Il fallait être irrévérencieux et intelligent, sérieusement disjoncté et malheureux. Gilliam a tout compris. L’alter ego de Thompson, Raoul Duke, est un Johnny Depp qui se déplace tel un insecte, se servant de son fume-cigarettes comme d’un sonar, et ouvrant des yeux immenses de paranoïaque. Tendu comme une corde qui va casser, il traverse les mauvais trips (des lézards dans un bar, des tapis qui bougent, et le copain qui se transforme en diable) comme les réveils: avec le même flegme angoissé. Benicio Del Toro, déformé et hagard, offre la masse pesante, le côté lourd de l’angoisse. En kamikaze de la dope, gesticulant dans une baignoire ou jouant du couteau, il oscille entre le meurtre et le suicide, pour finalement choisir la vie avec un certain panache. Dans ce plongeon, le tandem fonctionne. Qui dit Gilliam, dit décors fantastiques, tous plus baroques, précis et colorés les uns que les autres. Mais les clowns font peur, et le ton du film oscille entre Alice au pays des merveilles et L’Enfer de Dante.

Gilliam a t-il donc réussi son film? Pas sûr. L’image est folle, un théâtre de marionnettes parfaitement maîtrisé, certaines scènes amusent et le propos tombe à pic: entre deux périodes, le vent tourne et il faut savoir le prendre, pour continuer à croire et à survivre. Ça peut sonner des cloches… Mais l’exorcisme traîne en longueur. L’ingurgitation de drogues non-stop devient fatigante. On s’enfonce dans le fauteuil et on s’ennuie. Ce qui se veut, en filigrane, un constat terrible se transforme, à la longue, en marathon. Une fois le malaise saisi, on regarde, presque indifférent, les prises de dope à répétition, les suites d’hôtels saccagées et les virées en voiture ad nauseam. On sort stone, sans avoir envie de disserter sur la force du rêve américain ou de son héritage! Plus que l’accumulation des séquences, la drogue, ou la longueur du film, c’est la facture qui bousille le message.

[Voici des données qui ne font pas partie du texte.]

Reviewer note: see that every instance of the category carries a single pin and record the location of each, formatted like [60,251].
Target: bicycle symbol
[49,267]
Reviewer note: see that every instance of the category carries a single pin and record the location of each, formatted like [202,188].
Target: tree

Encore la musique des Doors? Un petit air de Tom Jones ? Encore un retour en arrière pour nous éclairer sur le futur? Malgré ses qualités, Fear and Loathing in Las Vegas est réellement démodé. La réaction du public, à la soirée de première, était significative: des rangées entières quittaient la salle, spectateurs fatigués de ces excès d’un autre temps; tandis que d’autres, hilares, applaudissaient à tout rompre, excités par cette nouvelle réalité virtuelle, plus sophistiquée qu’un jeu vidéo, où tout est permis. La réflexion sociale s’est noyée. Exemple même du film où le propos ne peut passer, pour cause de modem caduc et de joueurs avides, qui veulent toujours plus.